Drugmaker Mylan NV has received the brunt of criticism for alleged price-gouging on the lifesaving EpiPen, but other factors — and players — contributed to the monopoly it enjoys today, say experts familiar with the drug industry.
First approved in 1987, the EpiPen is protected from competition until 2025 by four patents. Three of those patents were awarded within the last six years.
Not all of the patents for improvements were sought under Mylan’s ownership. A key patent that was responsible for keeping another drugmaker from coming to market with a generic alternative to the EpiPen was inherited by Mylan.

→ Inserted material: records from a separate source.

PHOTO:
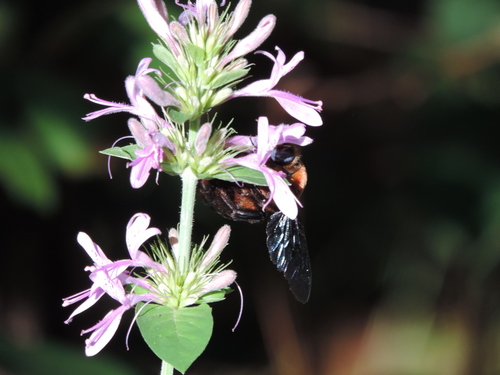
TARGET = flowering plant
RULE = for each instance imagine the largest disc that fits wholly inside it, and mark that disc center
(171, 285)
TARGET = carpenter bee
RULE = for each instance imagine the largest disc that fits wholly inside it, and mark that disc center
(286, 240)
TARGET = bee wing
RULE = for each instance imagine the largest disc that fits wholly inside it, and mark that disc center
(287, 247)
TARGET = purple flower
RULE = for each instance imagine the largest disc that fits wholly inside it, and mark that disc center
(302, 109)
(267, 139)
(139, 104)
(110, 277)
(150, 156)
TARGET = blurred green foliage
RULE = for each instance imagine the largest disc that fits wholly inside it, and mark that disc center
(402, 211)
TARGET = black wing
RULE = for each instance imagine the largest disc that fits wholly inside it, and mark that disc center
(287, 247)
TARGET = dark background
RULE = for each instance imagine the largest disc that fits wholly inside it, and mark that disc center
(402, 210)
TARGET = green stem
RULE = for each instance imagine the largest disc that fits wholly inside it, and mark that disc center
(166, 368)
(189, 183)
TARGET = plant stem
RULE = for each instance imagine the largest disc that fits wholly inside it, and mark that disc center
(189, 183)
(166, 368)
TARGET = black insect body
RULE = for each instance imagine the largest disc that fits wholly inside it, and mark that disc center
(286, 240)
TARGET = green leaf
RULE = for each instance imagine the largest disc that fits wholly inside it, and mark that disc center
(179, 117)
(126, 152)
(197, 54)
(243, 174)
(176, 336)
(228, 77)
(165, 56)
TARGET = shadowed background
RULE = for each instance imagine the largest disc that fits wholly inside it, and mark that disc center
(402, 210)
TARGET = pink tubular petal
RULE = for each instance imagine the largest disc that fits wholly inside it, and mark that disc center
(103, 331)
(92, 249)
(253, 40)
(239, 15)
(298, 107)
(221, 280)
(218, 244)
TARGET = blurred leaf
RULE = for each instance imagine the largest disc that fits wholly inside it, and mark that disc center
(56, 359)
(457, 20)
(63, 144)
(24, 177)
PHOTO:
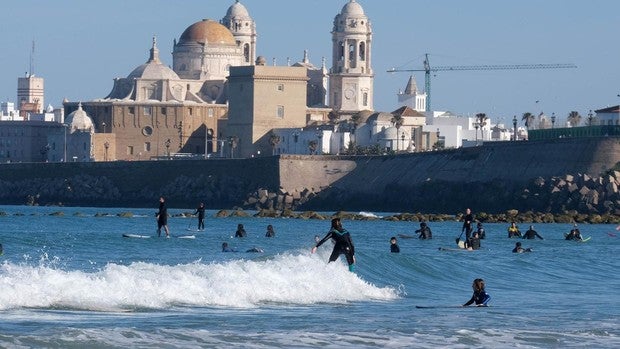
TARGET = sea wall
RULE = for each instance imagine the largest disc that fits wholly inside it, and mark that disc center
(493, 178)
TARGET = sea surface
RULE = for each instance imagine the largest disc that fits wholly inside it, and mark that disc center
(73, 281)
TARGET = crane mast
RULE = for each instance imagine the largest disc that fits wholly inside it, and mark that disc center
(428, 69)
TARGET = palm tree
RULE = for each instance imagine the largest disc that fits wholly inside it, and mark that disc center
(574, 118)
(398, 121)
(527, 118)
(274, 140)
(312, 146)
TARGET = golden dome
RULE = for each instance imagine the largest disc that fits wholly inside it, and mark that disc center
(207, 32)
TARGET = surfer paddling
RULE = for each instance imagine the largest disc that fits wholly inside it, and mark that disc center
(343, 245)
(480, 296)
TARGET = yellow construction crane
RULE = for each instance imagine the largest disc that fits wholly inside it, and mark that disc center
(428, 69)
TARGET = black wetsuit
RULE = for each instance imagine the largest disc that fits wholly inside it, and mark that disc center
(531, 234)
(343, 245)
(201, 217)
(240, 233)
(162, 215)
(479, 297)
(467, 220)
(425, 233)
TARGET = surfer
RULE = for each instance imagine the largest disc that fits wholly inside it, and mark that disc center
(200, 211)
(481, 232)
(473, 243)
(513, 231)
(240, 233)
(270, 232)
(574, 234)
(531, 234)
(480, 296)
(393, 245)
(519, 249)
(162, 217)
(343, 245)
(467, 222)
(424, 231)
(226, 248)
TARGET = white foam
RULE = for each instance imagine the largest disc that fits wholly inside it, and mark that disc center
(284, 279)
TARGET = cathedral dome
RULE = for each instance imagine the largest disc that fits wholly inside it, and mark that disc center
(207, 32)
(79, 120)
(237, 10)
(352, 8)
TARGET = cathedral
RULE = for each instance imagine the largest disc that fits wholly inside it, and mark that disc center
(218, 98)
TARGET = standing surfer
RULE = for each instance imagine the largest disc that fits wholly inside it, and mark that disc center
(343, 245)
(162, 217)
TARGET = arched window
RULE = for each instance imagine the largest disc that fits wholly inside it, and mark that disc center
(362, 51)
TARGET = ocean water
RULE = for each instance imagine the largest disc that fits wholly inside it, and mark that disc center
(73, 281)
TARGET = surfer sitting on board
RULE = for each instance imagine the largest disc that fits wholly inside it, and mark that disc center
(393, 245)
(480, 296)
(519, 249)
(424, 231)
(343, 245)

The patent in that case has ties to a company with St. Louis operations that produces the EpiPen and, soon, its generic version for Mylan.
“The reality is we would not be here today if it were not for the patent strategy of a St. Louis manufacturer,” said Jake Sherkow, associate professor at New York Law School, who specializes in patent law.
Meridian Medical Technologies, a Pfizer subsidiary with facilities in Brentwood and Maryland Heights, is the sole firm that makes the EpiPen.
It was Meridian on April 1, 2005, that filed for the key patent — patent No. 7449012 — that it would later rely on to block a competitor. At the time, Meridian and its owner, Tennessee-based King Pharmaceuticals, were producing the EpiPen for Dey, a subsidiary of Merck KGaA, a German company that held the right to sell the EpiPen.
The patent, which was issued by the U.S. Patent and Trademark Office on Nov. 11, 2008, was for the automatic injector that delivers the drug epinephrine via a needle.
On Aug. 28, 2009, King and Meridian sued drugmaker Teva Pharmaceuticals for infringing on the 2005 patent. Teva was seeking approval from the Food and Drug Administration for its own version of the EpiPen.
The parties settled in 2012, and Teva agreed not to bring its product to market until mid-2015.
Meanwhile, on Oct. 2, 2007, Mylan completed its acquisition of Dey, thereby acquiring the rights to sell the EpiPen.
Meridian filed for a new patent on the EpiPen on Oct. 25, 2007, just 23 days after Mylan took over. That patent was issued in 2010.
It filed for another on Oct. 27, 2008, and, once again, on Aug. 17, 2010. Those patents were issued in 2011 and 2014, respectively.
Some patent lawyers question whether those patents represented meaningful improvements to the EpiPen.
“That’s a concern with the patent system that you get a 20-year right to exclude, and a lot of companies have layered patents so they extend protection far into the future,” said Michael Carrier, a Rutgers University law professor who specializes in intellectual property within the pharmaceutical industry.
“Meridian Medical Technologies has four U.S. patents that cover the current EpiPen product. Patents recognize and protect the importance of innovation,” Pfizer said in an email statement.
Designed to protect original inventions and ideas, patents encourage innovation. But when they’re granted for incremental, or insignificant improvements, they mainly serve to discourage competition, experts say.
The patent office is focused on granting protection to inventors. Even with a patent, though, a drug cannot be brought to market unless it’s approved by the FDA, which must find that the drug is safe and effective. And it’s not within the FDA’s purview to decide whether patents are warranted or not.
“The bottom line of FDA approval: Is the drug safe and effective?” said Patti Zettler, a former FDA attorney, now a law professor at Georgia State University. If the improvement in the drug or device still meets that standard, it’s not within the scope of the FDA to decide whether it’s necessary.
Usually, insurance carriers decide if the update is meaningful. If the update is minimal and there are other competitors, usually the insurance carrier favors the other product.
But the EpiPen created the perfect storm for this issue because there are no competitors.
“This is a really important issue,” said Rachel Sachs, a law professor at Washington University, who specializes in patent law and drug regulation.
“This is a very common tactic: to apply for a patent on a slightly modified version of the drug or device in order to extend your monopoly,” Sachs said.